Five-Year Bar applies to you if:


  • You were removed upon arrival in the U.S., in an expedited removal proceeding by U.S. Customs & Border Protection (CBP) at a U.S. port of entry.
  • You were placed in removal proceedings upon arrival in the U.S. and then ordered removed by an immigration judge as an arriving alien.


Ten-Year Bar applies to you if:


  • You were ordered removed, other than as an arriving alien, by an immigration judge in removal proceedings.
  • You failed to timely depart the U.S. under an order of voluntary departure issued by an immigration judge, causing the voluntary departure to be converted to removal order.
  • You departed the U.S. willingly, but before removal proceedings were concluded.
  • You left the U.S. while a removal order was outstanding.


Twenty-Year Bar applies to you if you were ordered removed from the U.S. more than once, whether as an arriving alien or not.


Permanent Bar applies to you if:


  • You were convicted of an aggravated felony.
  • You reentered or attempted to reenter the U.S. illegally after you accrued more than one year of unlawful presence in the U.S. and left, or after you were ordered removed from the U.S.


Form I-212 only gives you permission to apply for a visa, it does not waive the other grounds of inadmissibility, and it is often filed in conjunction with I-601 waiver.


Filling address of the Form I-212 depends on the reason you are inadmissible to the U.S. and your current location. You will file with either U.S. Customs and Border Protection (CBP), the U.S. Department of State (DOS), the Executive Office for Immigration Review (EOIR), or USCIS.

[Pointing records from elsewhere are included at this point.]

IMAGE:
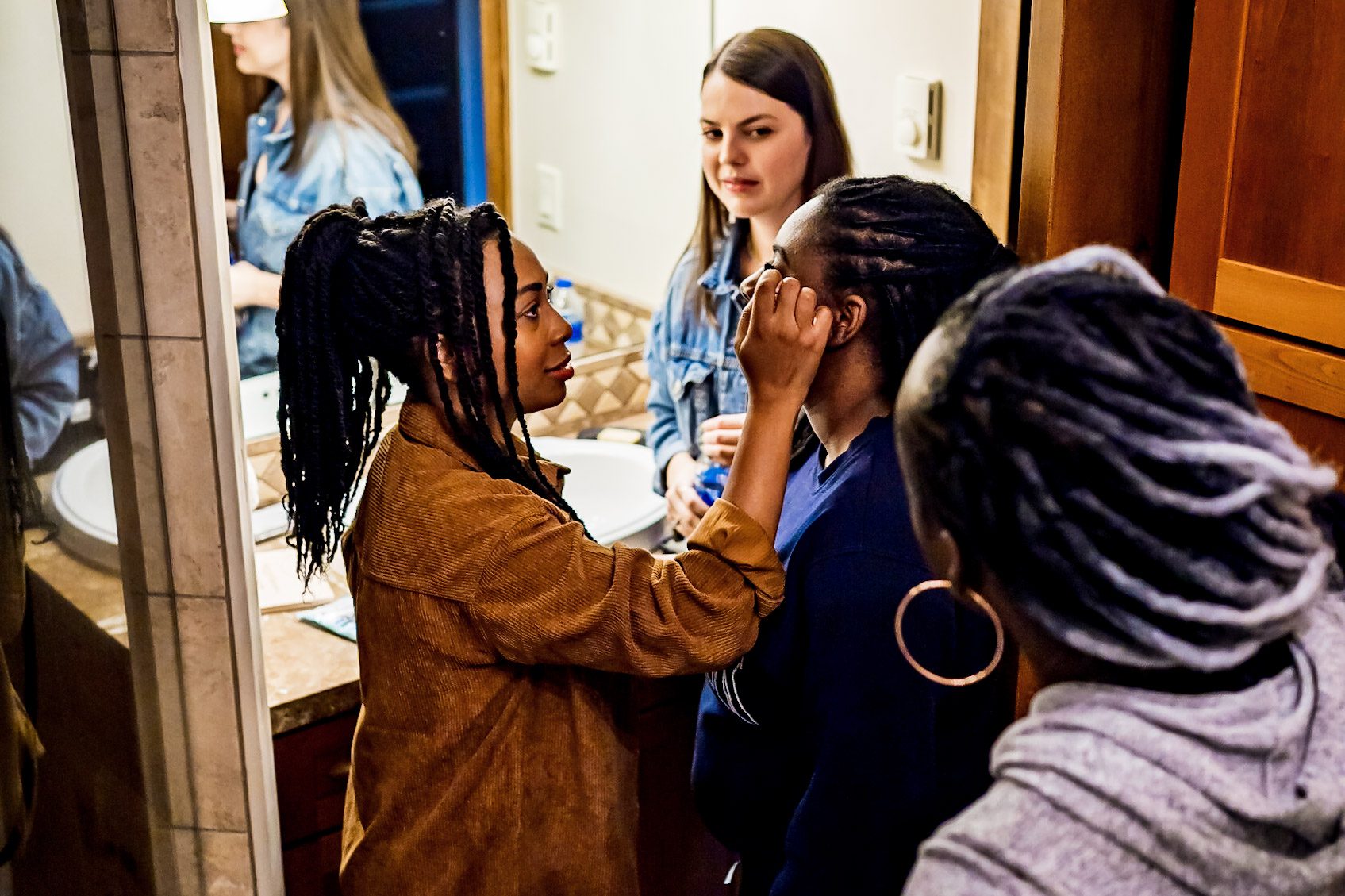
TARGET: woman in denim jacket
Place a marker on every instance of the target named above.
(326, 135)
(771, 137)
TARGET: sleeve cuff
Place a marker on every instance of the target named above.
(733, 536)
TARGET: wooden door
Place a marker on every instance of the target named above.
(1261, 207)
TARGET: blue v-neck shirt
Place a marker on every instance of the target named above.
(824, 758)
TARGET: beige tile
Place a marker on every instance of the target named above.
(213, 863)
(156, 144)
(210, 702)
(145, 26)
(190, 478)
(132, 450)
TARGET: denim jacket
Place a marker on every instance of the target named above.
(694, 373)
(340, 162)
(44, 360)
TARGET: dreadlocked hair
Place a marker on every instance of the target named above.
(908, 248)
(363, 299)
(1095, 444)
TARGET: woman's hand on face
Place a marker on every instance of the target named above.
(720, 437)
(251, 286)
(685, 505)
(780, 340)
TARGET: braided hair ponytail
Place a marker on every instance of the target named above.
(362, 299)
(1095, 444)
(911, 249)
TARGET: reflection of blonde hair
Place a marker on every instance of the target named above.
(332, 75)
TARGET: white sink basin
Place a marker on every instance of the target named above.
(609, 489)
(608, 486)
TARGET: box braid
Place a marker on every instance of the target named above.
(365, 299)
(911, 249)
(1095, 443)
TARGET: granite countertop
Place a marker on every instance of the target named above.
(311, 673)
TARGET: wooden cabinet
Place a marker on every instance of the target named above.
(1261, 207)
(313, 766)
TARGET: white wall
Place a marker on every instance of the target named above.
(619, 119)
(867, 44)
(40, 199)
(621, 123)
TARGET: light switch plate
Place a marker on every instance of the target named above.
(549, 197)
(919, 116)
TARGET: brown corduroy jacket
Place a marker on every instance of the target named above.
(495, 752)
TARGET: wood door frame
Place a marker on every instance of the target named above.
(495, 100)
(997, 144)
(1103, 112)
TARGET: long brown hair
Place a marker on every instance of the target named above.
(332, 75)
(785, 67)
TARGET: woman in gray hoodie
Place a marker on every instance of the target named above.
(1085, 455)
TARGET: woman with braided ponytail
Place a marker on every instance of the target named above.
(865, 758)
(494, 752)
(1089, 464)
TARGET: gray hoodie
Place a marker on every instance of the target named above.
(1114, 791)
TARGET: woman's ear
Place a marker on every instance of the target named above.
(946, 557)
(847, 321)
(445, 360)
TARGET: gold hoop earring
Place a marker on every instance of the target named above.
(981, 602)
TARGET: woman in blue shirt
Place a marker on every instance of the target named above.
(771, 137)
(44, 360)
(822, 756)
(326, 135)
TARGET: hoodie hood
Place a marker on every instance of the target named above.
(1225, 794)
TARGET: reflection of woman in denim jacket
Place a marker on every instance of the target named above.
(771, 137)
(326, 135)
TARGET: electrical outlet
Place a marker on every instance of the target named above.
(549, 197)
(542, 35)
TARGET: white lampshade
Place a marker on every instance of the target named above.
(230, 11)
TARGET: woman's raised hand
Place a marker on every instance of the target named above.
(780, 340)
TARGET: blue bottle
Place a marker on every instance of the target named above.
(572, 309)
(710, 483)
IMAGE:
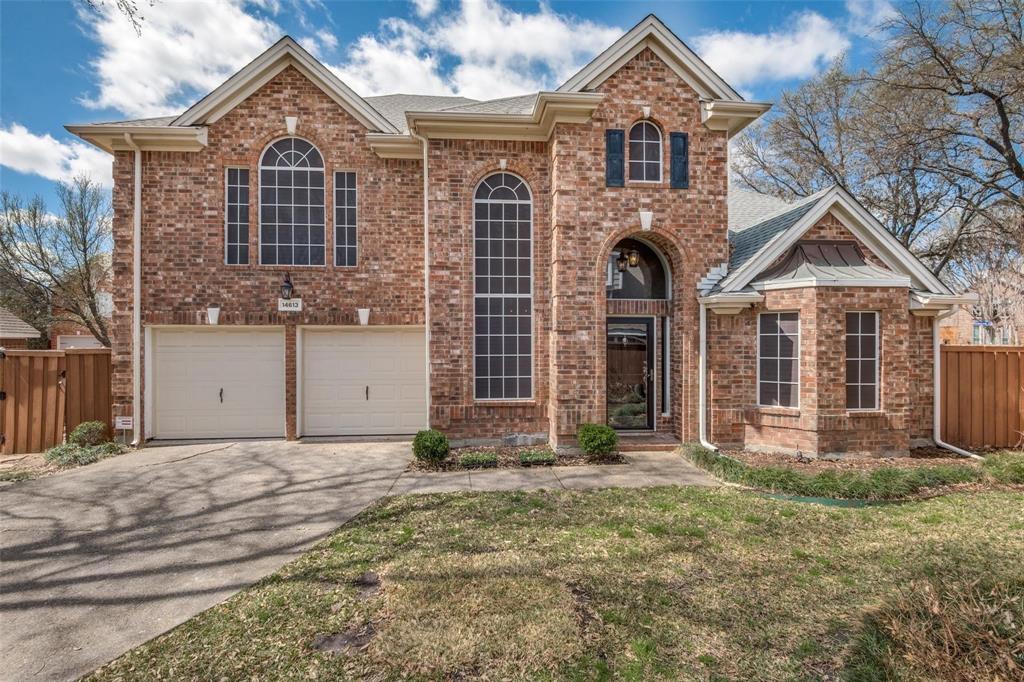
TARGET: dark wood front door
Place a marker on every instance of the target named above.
(631, 373)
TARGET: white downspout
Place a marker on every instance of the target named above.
(937, 388)
(702, 383)
(136, 288)
(426, 258)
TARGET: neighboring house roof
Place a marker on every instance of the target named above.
(815, 263)
(393, 107)
(12, 327)
(756, 248)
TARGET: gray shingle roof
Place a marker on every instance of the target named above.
(748, 208)
(748, 242)
(12, 327)
(393, 107)
(517, 104)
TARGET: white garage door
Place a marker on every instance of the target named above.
(363, 382)
(218, 383)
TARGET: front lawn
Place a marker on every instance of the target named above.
(690, 584)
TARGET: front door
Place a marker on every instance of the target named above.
(631, 373)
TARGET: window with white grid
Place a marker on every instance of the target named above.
(778, 359)
(645, 153)
(503, 289)
(344, 218)
(292, 206)
(237, 216)
(862, 360)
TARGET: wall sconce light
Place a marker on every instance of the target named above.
(646, 217)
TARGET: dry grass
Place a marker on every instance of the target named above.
(671, 584)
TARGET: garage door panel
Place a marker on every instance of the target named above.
(218, 383)
(339, 365)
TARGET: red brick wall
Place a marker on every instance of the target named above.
(183, 268)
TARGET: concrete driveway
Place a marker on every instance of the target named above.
(100, 559)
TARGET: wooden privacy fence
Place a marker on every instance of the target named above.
(982, 395)
(46, 392)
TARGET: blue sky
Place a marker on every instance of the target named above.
(66, 62)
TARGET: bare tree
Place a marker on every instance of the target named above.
(56, 266)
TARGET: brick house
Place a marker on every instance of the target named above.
(524, 265)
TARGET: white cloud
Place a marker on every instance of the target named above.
(496, 52)
(425, 8)
(867, 15)
(748, 58)
(25, 152)
(186, 49)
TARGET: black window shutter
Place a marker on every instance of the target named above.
(680, 178)
(614, 146)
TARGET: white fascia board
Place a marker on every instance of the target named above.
(258, 72)
(651, 32)
(111, 137)
(775, 285)
(863, 225)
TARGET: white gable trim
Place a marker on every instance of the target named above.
(861, 223)
(652, 33)
(286, 52)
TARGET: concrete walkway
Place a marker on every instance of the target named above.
(100, 559)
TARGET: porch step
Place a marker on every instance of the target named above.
(646, 442)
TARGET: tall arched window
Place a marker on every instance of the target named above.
(645, 153)
(291, 204)
(503, 223)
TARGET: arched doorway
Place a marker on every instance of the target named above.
(637, 351)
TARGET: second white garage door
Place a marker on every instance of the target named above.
(364, 381)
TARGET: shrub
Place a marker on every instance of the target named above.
(69, 454)
(87, 434)
(1005, 467)
(478, 460)
(530, 458)
(597, 440)
(430, 445)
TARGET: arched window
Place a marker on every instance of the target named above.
(645, 153)
(291, 204)
(503, 321)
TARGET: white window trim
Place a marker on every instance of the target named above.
(532, 302)
(259, 199)
(250, 226)
(660, 154)
(334, 218)
(799, 357)
(878, 361)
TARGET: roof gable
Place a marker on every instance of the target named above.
(652, 33)
(286, 52)
(763, 244)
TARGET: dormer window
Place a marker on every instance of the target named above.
(645, 153)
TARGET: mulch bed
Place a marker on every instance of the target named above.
(508, 458)
(920, 457)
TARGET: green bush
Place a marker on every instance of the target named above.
(1005, 467)
(478, 460)
(430, 445)
(881, 483)
(530, 458)
(597, 440)
(87, 434)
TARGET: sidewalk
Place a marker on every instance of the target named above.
(643, 469)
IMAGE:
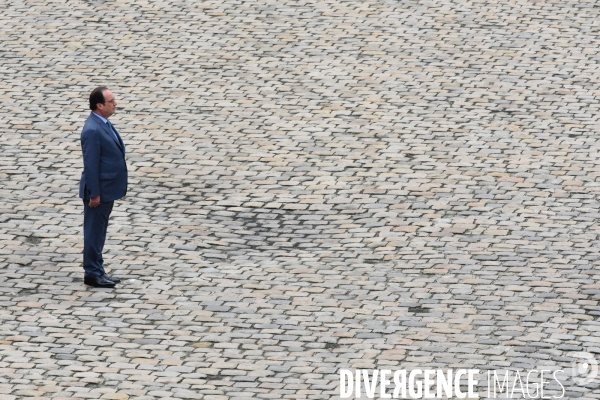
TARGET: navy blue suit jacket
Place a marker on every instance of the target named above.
(104, 169)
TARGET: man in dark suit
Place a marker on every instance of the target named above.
(104, 180)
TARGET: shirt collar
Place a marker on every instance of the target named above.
(101, 117)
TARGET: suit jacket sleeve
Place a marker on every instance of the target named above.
(90, 146)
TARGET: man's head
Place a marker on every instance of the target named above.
(102, 102)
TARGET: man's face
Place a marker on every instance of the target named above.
(110, 105)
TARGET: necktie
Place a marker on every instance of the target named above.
(113, 131)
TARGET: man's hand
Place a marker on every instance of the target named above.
(95, 202)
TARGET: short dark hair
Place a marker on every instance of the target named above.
(97, 97)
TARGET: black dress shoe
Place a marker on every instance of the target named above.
(112, 278)
(100, 281)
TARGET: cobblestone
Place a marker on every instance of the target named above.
(313, 186)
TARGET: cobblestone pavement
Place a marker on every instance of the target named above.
(314, 185)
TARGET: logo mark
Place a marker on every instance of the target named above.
(584, 368)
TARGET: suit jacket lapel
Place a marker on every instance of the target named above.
(117, 140)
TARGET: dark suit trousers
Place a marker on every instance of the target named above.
(95, 224)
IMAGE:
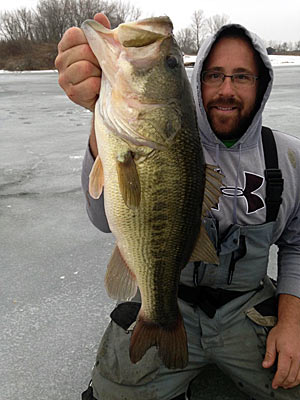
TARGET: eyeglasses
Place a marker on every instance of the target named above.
(216, 78)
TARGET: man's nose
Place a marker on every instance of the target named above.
(227, 87)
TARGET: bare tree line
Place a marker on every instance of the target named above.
(51, 18)
(191, 38)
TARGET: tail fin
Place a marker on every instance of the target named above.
(171, 342)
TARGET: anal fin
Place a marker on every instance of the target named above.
(120, 282)
(170, 341)
(96, 179)
(129, 181)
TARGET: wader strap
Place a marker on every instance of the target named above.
(207, 298)
(273, 175)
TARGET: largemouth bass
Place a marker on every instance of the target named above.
(152, 167)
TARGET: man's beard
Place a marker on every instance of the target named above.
(238, 125)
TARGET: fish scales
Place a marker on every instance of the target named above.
(154, 174)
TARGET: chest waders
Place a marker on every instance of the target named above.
(243, 250)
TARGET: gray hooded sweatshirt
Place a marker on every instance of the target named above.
(239, 216)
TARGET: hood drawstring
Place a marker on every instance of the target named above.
(236, 187)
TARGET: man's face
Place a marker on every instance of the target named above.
(228, 108)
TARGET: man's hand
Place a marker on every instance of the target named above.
(79, 71)
(284, 341)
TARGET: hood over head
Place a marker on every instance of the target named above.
(266, 79)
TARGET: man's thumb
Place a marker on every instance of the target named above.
(270, 355)
(102, 18)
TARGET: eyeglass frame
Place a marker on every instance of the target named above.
(255, 78)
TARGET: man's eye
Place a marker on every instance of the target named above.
(242, 77)
(213, 75)
(172, 62)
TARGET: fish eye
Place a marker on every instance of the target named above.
(172, 62)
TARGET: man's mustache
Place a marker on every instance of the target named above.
(222, 102)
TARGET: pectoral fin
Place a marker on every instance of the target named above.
(120, 282)
(204, 249)
(96, 179)
(129, 181)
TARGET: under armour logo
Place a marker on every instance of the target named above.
(252, 183)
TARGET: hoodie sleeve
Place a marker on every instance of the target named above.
(95, 208)
(289, 258)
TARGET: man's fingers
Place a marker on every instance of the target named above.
(84, 93)
(102, 19)
(73, 55)
(293, 378)
(283, 369)
(79, 72)
(72, 37)
(270, 355)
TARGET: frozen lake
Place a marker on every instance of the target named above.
(53, 304)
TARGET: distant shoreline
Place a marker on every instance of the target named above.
(276, 61)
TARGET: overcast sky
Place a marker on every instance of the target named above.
(271, 19)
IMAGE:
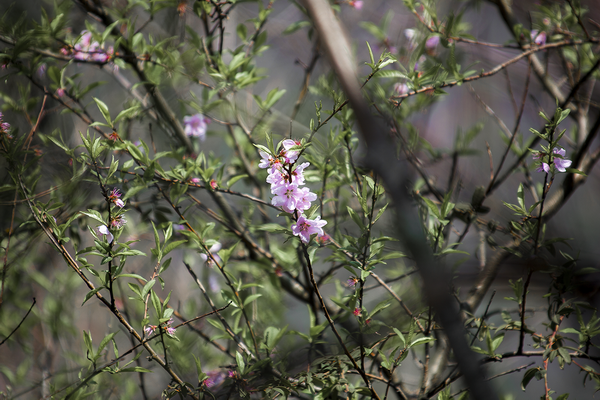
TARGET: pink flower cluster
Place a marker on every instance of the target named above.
(560, 162)
(286, 179)
(4, 127)
(87, 50)
(196, 125)
(149, 329)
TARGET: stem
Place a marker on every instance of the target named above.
(332, 325)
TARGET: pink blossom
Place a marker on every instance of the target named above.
(268, 161)
(213, 252)
(307, 227)
(298, 173)
(42, 70)
(287, 196)
(303, 202)
(276, 178)
(560, 162)
(103, 230)
(114, 196)
(118, 222)
(432, 42)
(149, 330)
(357, 4)
(196, 125)
(352, 281)
(290, 156)
(538, 38)
(401, 88)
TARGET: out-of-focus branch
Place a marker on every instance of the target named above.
(381, 157)
(505, 8)
(160, 103)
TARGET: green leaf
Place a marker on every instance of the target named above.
(235, 179)
(240, 362)
(529, 376)
(251, 298)
(147, 288)
(91, 293)
(104, 110)
(134, 369)
(169, 247)
(400, 335)
(105, 341)
(521, 196)
(355, 218)
(421, 341)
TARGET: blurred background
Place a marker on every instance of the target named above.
(48, 350)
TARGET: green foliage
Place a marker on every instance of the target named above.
(161, 239)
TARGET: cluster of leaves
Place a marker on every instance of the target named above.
(226, 261)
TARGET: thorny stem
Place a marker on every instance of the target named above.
(332, 325)
(522, 312)
(73, 264)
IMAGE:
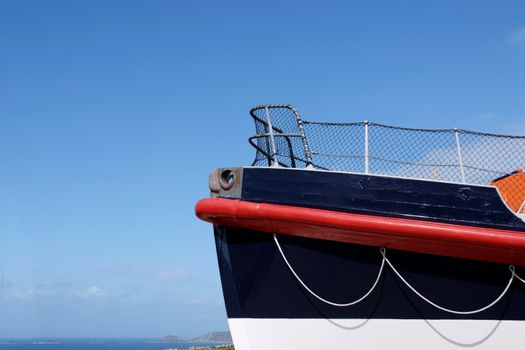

The I-212 application does not require a qualifying relative. The following factors are to be considered by the adjudicating officer: the basis for deportation, recency of deportation, length of legal residence in the U.S., moral character of the applicant, his respect for law and order, evidence of reformation and rehabilitation, family responsibilities of applicant, inadmissibility to the U.S. under other sections of law, hardship involved to himself and others, the need for his services (employment) in the U.S. Any negative factors involved will be weighed against the favorable factors in making a determination.